CUE TV
- Country: New Zealand
- Headquarters: Invercargill

Programming
- Language: English

History
- Launched: 31 October 1996
- Closed: 10 April 2015

= Cue TV =

Defunct TV channel and production company based in Invercargill,

Cue TV was a TV channel and production company based in Invercargill, New Zealand. It operated a full local service until 10 April 2015; from 2003 until its closure, it was also available on Sky.

== History ==
Cue TV, a local television channel based in Invercargill that aimed at serving the Southland Region, was started in October 1996 as Mercury TV. It was operated by CRT Southland. From March to November 1998, 50% of its shares were held by the Family Television Network. After FTN sold its shares, CRT only had 10%. It rebranded to Southland TV in 2003. In retrospect, owner Tom Conroy considered the rebrand to be a mistake, saying that the company was trying to attract an audience and advertisers from across the country, and naming it "Southland" would not help with that. On 1 March 2007 the channel was rebranded again to Cue TV. Starting in 2003, a lot of the channel's programmes were produced by the Southern Institute of Technology, for the distance learning SIT2LRN programme.

After working for Mobil, Tom Conroy became the manager of Mercury TV and then in 2002 he bought the company from the owners in Britain.
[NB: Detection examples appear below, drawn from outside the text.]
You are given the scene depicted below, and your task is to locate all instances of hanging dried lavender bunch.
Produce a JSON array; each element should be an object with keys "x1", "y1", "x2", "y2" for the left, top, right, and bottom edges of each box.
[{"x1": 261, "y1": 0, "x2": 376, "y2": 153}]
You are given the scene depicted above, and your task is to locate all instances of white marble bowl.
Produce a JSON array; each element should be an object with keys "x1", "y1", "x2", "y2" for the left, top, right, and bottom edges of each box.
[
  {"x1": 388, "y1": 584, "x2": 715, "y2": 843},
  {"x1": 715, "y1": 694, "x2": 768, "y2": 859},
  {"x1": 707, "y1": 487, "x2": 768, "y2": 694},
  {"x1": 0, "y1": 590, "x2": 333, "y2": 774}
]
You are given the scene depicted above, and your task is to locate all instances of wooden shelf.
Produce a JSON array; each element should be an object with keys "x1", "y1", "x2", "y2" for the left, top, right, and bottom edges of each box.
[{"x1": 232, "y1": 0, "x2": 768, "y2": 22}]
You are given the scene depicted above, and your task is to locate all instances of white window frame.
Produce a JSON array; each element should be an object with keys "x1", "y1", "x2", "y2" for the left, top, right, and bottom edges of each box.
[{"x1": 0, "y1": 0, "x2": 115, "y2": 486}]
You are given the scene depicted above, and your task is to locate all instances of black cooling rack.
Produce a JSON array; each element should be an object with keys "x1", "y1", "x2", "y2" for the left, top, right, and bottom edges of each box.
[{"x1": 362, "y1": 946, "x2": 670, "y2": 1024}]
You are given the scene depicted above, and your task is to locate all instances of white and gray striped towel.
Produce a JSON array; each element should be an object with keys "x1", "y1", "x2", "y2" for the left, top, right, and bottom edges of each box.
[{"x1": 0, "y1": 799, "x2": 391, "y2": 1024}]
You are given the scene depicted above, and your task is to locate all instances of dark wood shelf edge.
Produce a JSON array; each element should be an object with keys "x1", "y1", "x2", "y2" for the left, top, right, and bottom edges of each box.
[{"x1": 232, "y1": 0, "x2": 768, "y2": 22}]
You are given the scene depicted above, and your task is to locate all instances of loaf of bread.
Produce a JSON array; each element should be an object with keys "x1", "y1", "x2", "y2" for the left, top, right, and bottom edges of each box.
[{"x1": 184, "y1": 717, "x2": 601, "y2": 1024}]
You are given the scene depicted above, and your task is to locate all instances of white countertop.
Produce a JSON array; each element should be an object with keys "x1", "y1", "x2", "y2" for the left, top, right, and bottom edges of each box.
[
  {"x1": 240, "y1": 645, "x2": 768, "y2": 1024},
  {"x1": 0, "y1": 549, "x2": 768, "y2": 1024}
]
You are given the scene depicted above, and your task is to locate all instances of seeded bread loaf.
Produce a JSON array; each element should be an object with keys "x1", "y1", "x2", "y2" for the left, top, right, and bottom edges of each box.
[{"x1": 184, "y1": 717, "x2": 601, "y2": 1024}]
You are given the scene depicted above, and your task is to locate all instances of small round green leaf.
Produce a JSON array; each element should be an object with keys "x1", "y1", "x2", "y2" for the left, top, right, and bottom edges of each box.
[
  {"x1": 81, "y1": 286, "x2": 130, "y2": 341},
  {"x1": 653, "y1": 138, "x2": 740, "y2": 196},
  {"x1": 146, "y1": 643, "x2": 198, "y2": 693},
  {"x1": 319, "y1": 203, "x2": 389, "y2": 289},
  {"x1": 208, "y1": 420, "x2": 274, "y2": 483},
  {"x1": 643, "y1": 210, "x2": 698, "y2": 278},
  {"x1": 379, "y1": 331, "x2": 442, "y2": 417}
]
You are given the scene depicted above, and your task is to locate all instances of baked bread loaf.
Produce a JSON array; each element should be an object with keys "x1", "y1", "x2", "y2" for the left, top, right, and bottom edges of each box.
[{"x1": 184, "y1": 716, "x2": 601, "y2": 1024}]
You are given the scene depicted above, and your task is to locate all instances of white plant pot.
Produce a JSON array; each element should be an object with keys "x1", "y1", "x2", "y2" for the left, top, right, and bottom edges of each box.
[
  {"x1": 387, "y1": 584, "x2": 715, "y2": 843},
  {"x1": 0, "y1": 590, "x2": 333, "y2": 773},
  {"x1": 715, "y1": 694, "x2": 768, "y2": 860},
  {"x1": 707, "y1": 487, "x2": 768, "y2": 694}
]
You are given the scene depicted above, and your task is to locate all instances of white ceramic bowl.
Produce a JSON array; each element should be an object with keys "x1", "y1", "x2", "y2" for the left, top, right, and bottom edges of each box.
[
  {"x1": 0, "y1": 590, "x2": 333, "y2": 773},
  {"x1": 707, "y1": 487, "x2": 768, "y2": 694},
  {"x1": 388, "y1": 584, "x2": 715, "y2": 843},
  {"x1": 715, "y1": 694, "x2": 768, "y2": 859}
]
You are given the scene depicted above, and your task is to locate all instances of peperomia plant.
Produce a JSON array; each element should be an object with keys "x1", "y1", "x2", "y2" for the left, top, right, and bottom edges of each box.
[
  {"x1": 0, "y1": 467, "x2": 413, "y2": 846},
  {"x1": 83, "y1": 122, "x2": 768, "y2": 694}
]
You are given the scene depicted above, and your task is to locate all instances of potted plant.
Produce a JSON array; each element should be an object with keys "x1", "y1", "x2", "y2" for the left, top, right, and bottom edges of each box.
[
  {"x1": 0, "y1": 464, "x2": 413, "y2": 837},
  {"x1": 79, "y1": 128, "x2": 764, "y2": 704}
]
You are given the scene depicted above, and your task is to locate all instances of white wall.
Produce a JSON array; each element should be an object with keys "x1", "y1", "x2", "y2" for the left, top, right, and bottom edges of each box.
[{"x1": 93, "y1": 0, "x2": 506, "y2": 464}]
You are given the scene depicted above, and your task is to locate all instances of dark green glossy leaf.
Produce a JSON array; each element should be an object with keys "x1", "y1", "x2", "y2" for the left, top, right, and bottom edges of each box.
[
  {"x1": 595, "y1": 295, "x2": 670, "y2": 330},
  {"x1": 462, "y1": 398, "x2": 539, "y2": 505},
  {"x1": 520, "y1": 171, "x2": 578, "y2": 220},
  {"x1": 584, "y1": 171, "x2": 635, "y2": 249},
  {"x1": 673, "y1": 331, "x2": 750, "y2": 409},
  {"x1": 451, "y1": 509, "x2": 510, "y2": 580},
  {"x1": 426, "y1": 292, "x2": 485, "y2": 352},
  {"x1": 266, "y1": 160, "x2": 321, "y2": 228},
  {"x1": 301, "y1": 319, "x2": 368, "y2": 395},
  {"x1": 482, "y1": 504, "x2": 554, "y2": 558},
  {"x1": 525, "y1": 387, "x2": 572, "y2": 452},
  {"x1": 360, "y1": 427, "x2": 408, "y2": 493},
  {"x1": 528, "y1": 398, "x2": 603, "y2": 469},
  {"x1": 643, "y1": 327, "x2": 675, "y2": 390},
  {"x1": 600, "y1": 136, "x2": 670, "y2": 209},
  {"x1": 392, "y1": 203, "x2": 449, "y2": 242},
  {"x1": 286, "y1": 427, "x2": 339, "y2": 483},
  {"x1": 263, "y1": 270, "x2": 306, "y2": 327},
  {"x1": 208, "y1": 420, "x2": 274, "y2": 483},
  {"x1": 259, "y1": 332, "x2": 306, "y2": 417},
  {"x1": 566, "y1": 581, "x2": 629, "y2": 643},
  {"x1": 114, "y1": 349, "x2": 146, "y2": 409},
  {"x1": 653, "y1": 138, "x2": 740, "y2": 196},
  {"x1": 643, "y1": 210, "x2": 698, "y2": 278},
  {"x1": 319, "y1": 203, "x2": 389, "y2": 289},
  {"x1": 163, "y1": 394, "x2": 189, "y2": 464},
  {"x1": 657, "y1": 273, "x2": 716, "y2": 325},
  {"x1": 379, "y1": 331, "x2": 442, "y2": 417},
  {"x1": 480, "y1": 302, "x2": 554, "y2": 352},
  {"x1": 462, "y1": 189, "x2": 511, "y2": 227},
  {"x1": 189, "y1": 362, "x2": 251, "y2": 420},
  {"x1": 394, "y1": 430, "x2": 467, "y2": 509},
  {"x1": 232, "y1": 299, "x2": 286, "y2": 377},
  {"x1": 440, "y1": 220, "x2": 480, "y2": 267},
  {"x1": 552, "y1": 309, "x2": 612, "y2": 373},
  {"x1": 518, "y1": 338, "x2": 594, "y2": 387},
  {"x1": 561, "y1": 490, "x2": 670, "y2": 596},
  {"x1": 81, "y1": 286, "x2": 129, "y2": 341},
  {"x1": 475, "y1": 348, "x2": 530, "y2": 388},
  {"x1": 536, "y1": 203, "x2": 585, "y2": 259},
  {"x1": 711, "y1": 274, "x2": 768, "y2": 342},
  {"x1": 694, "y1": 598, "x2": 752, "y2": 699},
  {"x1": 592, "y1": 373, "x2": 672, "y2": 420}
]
In 2003 the channel was converted from analogue to digital and joined Sky TV. In 2009 Cue TV became the 10th channel to join the free digital television platform Freeview. In 2012 Invercargill mayor Tim Shadbolt and Conroy on Cue TV broke the Guinness World Record for the longest TV interview—26 hours.

In 2014 Cue TV revived the New Zealand version of television programme University Challenge after it had not been produced for 25 years. The TV channel stopped broadcasting on 10 April 2015, moving the company to just a production company and a company that manages venues and event bookings.